AbracADDbra: Touch-Guided Object Addition by Decoupling Placement and Editing Subtasks
This work addresses usability gaps in creative tools for users needing intuitive object addition, though it is incremental in improving interactive editing methods.
The paper tackles the problem of ambiguous text-only or tedious mask-based object addition by introducing AbracADDbra, a framework that uses touch priors for precise placement, achieving high-fidelity edits with a placement model that significantly outperforms baselines.

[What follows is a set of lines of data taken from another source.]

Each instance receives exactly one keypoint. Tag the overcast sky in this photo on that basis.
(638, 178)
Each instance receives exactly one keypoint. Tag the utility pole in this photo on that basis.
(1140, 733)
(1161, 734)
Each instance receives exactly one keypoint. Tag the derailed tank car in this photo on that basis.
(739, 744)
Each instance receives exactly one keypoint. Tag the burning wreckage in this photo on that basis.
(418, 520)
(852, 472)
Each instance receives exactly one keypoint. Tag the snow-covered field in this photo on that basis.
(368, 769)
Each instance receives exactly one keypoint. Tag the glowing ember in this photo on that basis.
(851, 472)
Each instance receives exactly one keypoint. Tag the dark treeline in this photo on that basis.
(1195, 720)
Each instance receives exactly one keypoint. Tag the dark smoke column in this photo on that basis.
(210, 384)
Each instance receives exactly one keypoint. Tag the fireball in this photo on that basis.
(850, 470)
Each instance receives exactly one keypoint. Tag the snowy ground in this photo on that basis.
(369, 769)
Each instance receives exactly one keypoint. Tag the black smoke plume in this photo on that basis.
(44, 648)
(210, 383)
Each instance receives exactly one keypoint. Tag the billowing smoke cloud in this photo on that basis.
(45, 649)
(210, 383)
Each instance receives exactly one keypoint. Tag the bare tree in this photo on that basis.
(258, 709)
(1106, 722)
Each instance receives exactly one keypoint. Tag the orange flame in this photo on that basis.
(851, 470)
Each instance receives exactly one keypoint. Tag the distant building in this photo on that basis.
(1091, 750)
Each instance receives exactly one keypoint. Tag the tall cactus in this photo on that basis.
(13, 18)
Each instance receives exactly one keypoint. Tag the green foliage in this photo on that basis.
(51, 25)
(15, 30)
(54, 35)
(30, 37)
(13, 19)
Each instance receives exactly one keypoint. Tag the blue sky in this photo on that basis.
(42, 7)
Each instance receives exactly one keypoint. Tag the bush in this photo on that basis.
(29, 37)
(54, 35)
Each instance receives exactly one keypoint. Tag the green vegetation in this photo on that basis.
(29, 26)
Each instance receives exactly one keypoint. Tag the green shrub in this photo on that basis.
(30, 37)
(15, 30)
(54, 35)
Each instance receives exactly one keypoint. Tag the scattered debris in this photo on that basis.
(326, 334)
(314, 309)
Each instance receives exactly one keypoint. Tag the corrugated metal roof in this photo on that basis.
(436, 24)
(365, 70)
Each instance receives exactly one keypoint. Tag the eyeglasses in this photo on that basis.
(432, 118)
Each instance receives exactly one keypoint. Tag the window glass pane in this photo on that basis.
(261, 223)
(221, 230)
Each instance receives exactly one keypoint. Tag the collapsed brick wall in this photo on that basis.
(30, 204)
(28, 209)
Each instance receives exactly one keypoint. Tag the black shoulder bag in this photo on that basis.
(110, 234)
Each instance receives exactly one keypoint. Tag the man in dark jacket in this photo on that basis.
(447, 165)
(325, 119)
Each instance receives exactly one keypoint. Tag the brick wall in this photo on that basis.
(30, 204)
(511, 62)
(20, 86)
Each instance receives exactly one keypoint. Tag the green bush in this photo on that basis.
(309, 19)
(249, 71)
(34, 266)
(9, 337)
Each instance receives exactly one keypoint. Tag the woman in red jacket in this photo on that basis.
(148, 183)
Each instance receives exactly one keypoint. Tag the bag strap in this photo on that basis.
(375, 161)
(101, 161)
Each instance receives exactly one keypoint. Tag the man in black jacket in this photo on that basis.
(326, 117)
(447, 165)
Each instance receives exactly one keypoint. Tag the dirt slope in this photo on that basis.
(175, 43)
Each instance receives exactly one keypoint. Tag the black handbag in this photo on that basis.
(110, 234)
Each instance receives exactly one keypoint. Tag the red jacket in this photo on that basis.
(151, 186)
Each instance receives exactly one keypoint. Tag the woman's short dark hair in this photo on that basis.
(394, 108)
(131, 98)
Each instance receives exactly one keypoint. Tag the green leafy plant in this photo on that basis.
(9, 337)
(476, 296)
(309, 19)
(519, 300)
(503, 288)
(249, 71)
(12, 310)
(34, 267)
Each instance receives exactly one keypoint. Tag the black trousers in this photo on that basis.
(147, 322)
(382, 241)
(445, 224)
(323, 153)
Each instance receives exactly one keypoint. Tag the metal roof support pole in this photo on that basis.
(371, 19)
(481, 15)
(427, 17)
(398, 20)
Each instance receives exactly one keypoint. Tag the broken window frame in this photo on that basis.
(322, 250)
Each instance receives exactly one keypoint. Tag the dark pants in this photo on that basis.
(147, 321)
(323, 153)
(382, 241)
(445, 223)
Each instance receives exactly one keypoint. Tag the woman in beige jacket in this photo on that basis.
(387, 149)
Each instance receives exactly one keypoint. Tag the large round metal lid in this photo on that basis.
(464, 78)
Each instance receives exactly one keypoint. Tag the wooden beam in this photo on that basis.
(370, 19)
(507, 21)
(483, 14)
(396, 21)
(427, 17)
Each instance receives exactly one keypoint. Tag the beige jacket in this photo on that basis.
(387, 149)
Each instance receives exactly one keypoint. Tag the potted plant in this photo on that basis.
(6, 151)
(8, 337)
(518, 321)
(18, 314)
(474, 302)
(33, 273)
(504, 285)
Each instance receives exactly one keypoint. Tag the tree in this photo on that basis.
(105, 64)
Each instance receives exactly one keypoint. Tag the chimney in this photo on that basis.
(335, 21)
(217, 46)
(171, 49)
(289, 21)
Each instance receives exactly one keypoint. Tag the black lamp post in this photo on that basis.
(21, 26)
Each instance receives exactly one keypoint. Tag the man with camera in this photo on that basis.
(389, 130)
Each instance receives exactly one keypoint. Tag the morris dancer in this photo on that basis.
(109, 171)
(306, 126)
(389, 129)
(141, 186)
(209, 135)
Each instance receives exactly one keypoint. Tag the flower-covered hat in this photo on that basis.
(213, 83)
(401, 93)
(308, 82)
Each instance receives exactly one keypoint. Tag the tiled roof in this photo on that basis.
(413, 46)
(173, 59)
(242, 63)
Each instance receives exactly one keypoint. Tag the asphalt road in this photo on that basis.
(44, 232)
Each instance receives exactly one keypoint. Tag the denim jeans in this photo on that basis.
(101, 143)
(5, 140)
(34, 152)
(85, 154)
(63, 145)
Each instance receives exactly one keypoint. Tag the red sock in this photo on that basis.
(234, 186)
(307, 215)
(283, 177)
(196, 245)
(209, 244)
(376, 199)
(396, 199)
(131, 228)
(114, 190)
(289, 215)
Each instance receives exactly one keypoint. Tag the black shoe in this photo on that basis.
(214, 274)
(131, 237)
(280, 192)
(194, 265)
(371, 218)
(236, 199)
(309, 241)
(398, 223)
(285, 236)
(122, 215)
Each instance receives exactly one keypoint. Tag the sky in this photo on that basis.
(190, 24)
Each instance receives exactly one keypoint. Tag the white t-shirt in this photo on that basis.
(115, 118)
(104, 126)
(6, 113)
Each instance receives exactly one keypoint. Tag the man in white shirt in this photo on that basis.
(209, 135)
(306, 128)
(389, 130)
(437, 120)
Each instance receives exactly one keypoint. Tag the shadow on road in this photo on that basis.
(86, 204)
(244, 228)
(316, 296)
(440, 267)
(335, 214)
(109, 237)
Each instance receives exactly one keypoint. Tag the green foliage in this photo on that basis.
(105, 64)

Instruction-based object addition is often hindered by the ambiguity of text-only prompts or the tedious nature of mask-based inputs. To address this usability gap, we introduce AbracADDbra, a user-friendly framework that leverages intuitive touch priors to spatially ground succinct instructions for precise placement. Our efficient, decoupled architecture uses a vision-language transformer for touch-guided placement, followed by a diffusion model that jointly generates the object and an instance mask for high-fidelity blending. To facilitate standardized evaluation, we contribute the Touch2Add benchmark for this interactive task. Our extensive evaluations, where our placement model significantly outperforms both random placement and general-purpose VLM baselines, confirm the framework's ability to produce high-fidelity edits. Furthermore, our analysis reveals a strong correlation between initial placement accuracy and final edit quality, validating our decoupled approach. This work thus paves the way for more accessible and efficient creative tools.